Wie im Vorjahr hielt Johannes Hahn am Montag im österreichischen Parlament die Rede beim Festakt zum Europatag. Doch anders als im Vorjahr war der Plenarsaal heuer weniger gut besetzt mit österreichischen Abgeordneten – obwohl das Thema mit der Europawahl in einem Monat präsenter ist.
Die Europawahl am 9. Juni markiert einen Neuanfang nicht nur im EU-Parlament. Auch die Kommission wird sich neu formieren – und Johannes Hahn damit nach mehr als 14 Jahren Brüssel verlassen. Eine weitere Amtszeit hat er bereits ausgeschlossen, „daran ist nicht zu rütteln“, bekräftigte er am Montag.

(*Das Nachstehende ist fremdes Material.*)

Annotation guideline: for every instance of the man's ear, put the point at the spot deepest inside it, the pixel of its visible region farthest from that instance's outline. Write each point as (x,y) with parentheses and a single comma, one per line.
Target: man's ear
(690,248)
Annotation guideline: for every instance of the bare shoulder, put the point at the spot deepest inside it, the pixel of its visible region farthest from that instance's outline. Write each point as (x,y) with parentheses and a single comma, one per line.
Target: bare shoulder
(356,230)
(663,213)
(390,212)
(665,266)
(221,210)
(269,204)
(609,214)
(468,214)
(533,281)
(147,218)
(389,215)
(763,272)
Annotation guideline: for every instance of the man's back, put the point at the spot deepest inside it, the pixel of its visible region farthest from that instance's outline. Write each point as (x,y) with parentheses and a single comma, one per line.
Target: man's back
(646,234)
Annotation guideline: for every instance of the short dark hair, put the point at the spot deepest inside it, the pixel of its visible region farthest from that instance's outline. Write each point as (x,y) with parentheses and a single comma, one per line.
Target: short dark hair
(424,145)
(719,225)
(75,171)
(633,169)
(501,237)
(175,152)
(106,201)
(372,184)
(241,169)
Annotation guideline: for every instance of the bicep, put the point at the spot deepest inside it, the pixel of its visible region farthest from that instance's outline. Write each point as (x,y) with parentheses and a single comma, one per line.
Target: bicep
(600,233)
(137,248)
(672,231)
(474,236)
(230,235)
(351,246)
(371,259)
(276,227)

2010 war der ÖVP-Politiker von der damaligen österreichischen Regierung für den Kommissarsposten nominiert worden, seither war er für die Bereiche Regionalpolitik,
Nachbarschafts- und Erweiterungspolitik und zuletzt im Kabinett von Ursula von der Leyen für Finanzen und Verwaltung zuständig. Besonders beim EU-Budget sieht er heute Handlungsbedarf. Die gegenwärtige Struktur sei „nicht fit für die Zukunft“, sagte Hahn am Montag. Es gebe eine „Quasi-Obsession“, dass das EU-Budget ein Prozent der Wirtschaftsleistung ausmachen müsse. „Das wird sich aber nicht ausgehen, wenn man sich selbst ernst nimmt“, sagte der Kommissar und verwies auf die neuen Herausforderungen: Die EU sei nicht mehr in der „Komfortzone der vergangenen Jahre“, sagte Hahn, wo sie billige Energie aus Russland, Sicherheit aus den USA und billige Technologie aus China bezogen hat. „Die Situation hat sich dramatisch geändert und das muss sich auch im
Budget niederschlagen“, fordert Hahn. In welchen Größenordnung, lässt er offen. An erster Stelle müsse die Überlegung stehen, was man mit dem EU-Budget finanzieren will. Eine Erhöhung des Budgets sei grundsätzlich über die Beiträge der Mitgliedsstaaten möglich, aber auch durch neue, eigene Einnahmequellen der Kommission und über Finanzinstrumente wie Garantien.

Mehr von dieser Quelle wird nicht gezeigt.